Dalam proyek ini, penulis memilih objek penelitian yang serupa dengan jurnal tersebut, yaitu CPI dan
inflasi. Namun, terdapat beberapa perkembangan yang dilakukan penulis. Jurnal tersebut
menggunakan konsep multiple regression analysis dalam pengolahan data, sedangkan penulis
bermaksud untuk melengkapinya dengan metode yang berbeda, yaitu analisis deret waktu dengan
pemodelan ARIMA musiman dan regresi deret waktu. Selain itu, rentang waktu data yang digunakan
pada jurnal tersebut adalah tahun 2012-2016 sehingga kami akan memperbaharuinya dengan data
terbaru, yaitu Januari 2014 – Februari 2022, untuk meningkatkan relevansi.
Selain melakukan analisis matematis, penulis menjalankan proyek ini sebagai partisipasi dalam upaya
mencapai Tujuan Pembangunan Berkelanjutan (Sustainable Development Goals atau SDG) Indonesia
yang merupakan salah satu luaran dari mata kuliah Analisis Deret Waktu (AK 2281). Baik data CPI
maupun inflasi merupakan indikator tercapainya SDG 1 (No Poverty) dan 2 (Zero Hunger) yang
mampu dikuantifikasi. Selain itu, kedua data memiliki sumber terpercaya sehingga orisinalitas data
dapat dipertanggungjawabkan. Maka, dapat dilakukan pengolahan dan pemodelan data secara
numerik dengan deret waktu. CPI merupakan rata-rata sekeranjang harga barang dan jasa di suatu
negara, termasuk bahan pangan, sehingga berkaitan dengan daya beli mata uang. Serupa dengan CPI,
inflasi adalah kenaikan harga barang secara umum. Semakin tinggi CPI dan inflasi, semakin tinggi
harga barang secara umum sehingga daya beli masyarakat menurun dan risiko kemiskinan meningkat.
Kurangnya daya beli membuat masyarakat sulit mendapatkan bahan pangan sehingga risiko kelaparan
meningkat. Jadi, CPI berkaitan dengan SDG 1 dan 2.
Di samping itu, secara hipotetis, jika inflasi meningkat, CPI akan menurun. Namun pada
kenyataannya, inflasi Indonesia relatif menurun, CPI terus mengalami peningkatan dari waktu ke
waktu. Meskipun demikian, analisis regresi linear Sumantri dan Latifah (2019) terhadap inflasi dan
CPI pada 2012-2016 menunjukkan hubungan searah inflasi terhadap CPI. Maka, penulis akan
melakukan regresi deret waktu untuk menguji apakah hasil serupa masih diperoleh untuk tahun 2022.
Selain itu, penulis berusaha untuk melakukan pemodelan dengan metode yang sedikit lebih rumit dari
ARIMA biasa mengingat tugas yang diberikan adalah tugas besar/tugas akhir. Untuk itu, penulis
memilih untuk memodelkan data secara musiman menggunakan ARIMA Seasonal. Salah satu data
lengkap yang paling mudah diperoleh pada situs web secara gratis dan memiliki parameter musiman
adalah data ekonomi. Karena data CPI yang diperoleh ini merupakan salah satu data ekonomi yang
diukur per bulan secara rutin dalam kurun waktu yang lama, maka data ini dapat digunakan untuk
pemodelan deret waktu. Data yang banyak ini juga diyakini dapat meningkatkan keakuratan hasil
analisis yang diperoleh sehingga prediksi yang dihasilkan semakin baik.

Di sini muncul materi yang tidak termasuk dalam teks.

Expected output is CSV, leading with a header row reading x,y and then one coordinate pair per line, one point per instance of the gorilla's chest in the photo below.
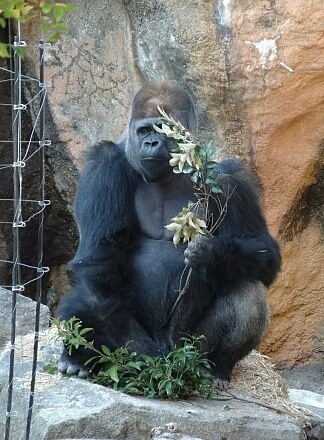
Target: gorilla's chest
x,y
157,203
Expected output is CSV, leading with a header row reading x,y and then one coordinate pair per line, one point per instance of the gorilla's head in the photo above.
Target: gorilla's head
x,y
146,150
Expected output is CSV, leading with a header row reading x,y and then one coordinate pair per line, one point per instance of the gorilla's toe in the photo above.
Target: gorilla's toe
x,y
71,368
221,384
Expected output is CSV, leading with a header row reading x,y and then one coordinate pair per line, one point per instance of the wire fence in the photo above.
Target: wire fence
x,y
23,151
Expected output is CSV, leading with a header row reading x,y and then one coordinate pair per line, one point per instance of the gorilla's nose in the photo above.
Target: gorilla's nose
x,y
149,144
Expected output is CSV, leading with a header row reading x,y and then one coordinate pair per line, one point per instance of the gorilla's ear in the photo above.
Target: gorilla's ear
x,y
169,96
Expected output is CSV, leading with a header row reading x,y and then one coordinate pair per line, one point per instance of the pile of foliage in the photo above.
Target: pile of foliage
x,y
50,13
182,373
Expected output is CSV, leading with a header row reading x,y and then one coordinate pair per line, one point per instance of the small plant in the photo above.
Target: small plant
x,y
51,14
180,374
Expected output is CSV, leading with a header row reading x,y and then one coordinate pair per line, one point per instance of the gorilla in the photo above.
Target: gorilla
x,y
126,272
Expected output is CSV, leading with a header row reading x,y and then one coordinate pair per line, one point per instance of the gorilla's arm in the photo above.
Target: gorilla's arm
x,y
104,214
100,296
242,248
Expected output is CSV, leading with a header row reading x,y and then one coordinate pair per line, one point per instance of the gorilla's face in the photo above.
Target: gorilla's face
x,y
148,151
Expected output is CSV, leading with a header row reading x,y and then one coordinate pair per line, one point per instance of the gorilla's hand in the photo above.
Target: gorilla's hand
x,y
200,252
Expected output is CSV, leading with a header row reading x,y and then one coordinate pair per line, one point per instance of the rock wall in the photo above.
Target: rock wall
x,y
254,70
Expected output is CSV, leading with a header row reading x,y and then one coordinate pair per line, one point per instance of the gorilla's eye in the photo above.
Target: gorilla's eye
x,y
144,130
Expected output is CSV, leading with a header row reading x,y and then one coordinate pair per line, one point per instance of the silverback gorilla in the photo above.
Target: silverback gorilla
x,y
126,272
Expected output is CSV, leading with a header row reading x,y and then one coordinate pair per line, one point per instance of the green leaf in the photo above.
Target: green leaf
x,y
19,51
105,350
216,190
47,7
50,368
58,12
113,373
4,50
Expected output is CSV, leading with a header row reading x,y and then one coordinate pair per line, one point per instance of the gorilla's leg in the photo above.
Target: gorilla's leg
x,y
233,327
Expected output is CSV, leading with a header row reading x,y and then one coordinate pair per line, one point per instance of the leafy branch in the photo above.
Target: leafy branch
x,y
51,14
198,161
180,374
189,157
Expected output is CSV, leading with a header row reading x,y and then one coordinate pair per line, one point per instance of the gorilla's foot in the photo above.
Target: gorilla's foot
x,y
72,368
221,384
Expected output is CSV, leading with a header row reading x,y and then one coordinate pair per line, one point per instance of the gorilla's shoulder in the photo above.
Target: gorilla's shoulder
x,y
232,173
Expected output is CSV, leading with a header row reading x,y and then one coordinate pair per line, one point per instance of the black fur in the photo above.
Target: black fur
x,y
125,275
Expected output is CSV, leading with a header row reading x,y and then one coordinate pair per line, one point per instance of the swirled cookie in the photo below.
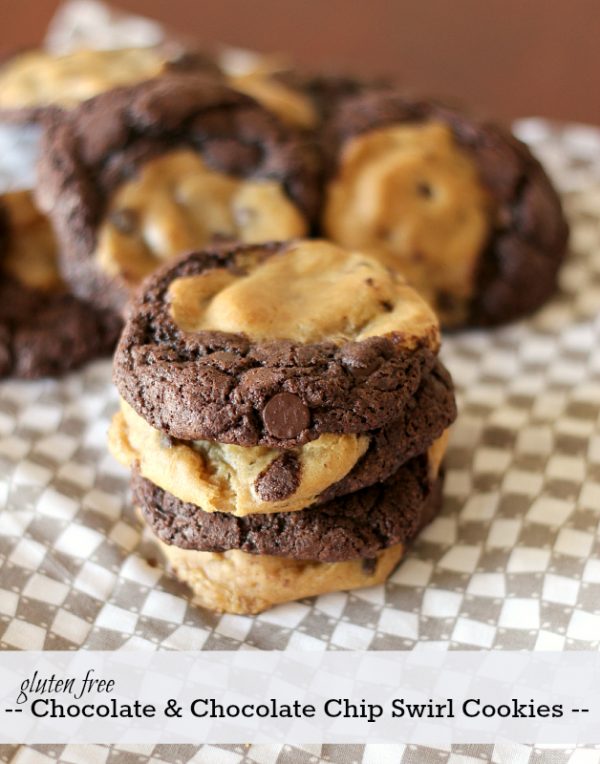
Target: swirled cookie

Selain dengan metode ARIMA Seasonal, penulis juga berencana untuk melakukan pemodelan yang
sedikit lebih rumit lagi melalui pemodelan ADL. Pemodelan dengan cara ini melibatkan variabel
prediktor dan response untuk dilihat nilai korelasi antara keduanya. Mengingat data CPI tadi sudah
memenuhi kriteria data untuk pemodelan, maka akan dicari satu variabel lain yang dianggap mampu
mempengaruhi nilai dari data CPI di masa depan. Variabel yang dianggap sesuai adalah inflasi, sesuai
dengan penjabaran di atas. Data inflasi ini juga mudah diperoleh dan kelengkapan datanya sudah baik
sehingga dapat dijadikan variabel prediktor untuk memprediksi nilai CPI di masa depan.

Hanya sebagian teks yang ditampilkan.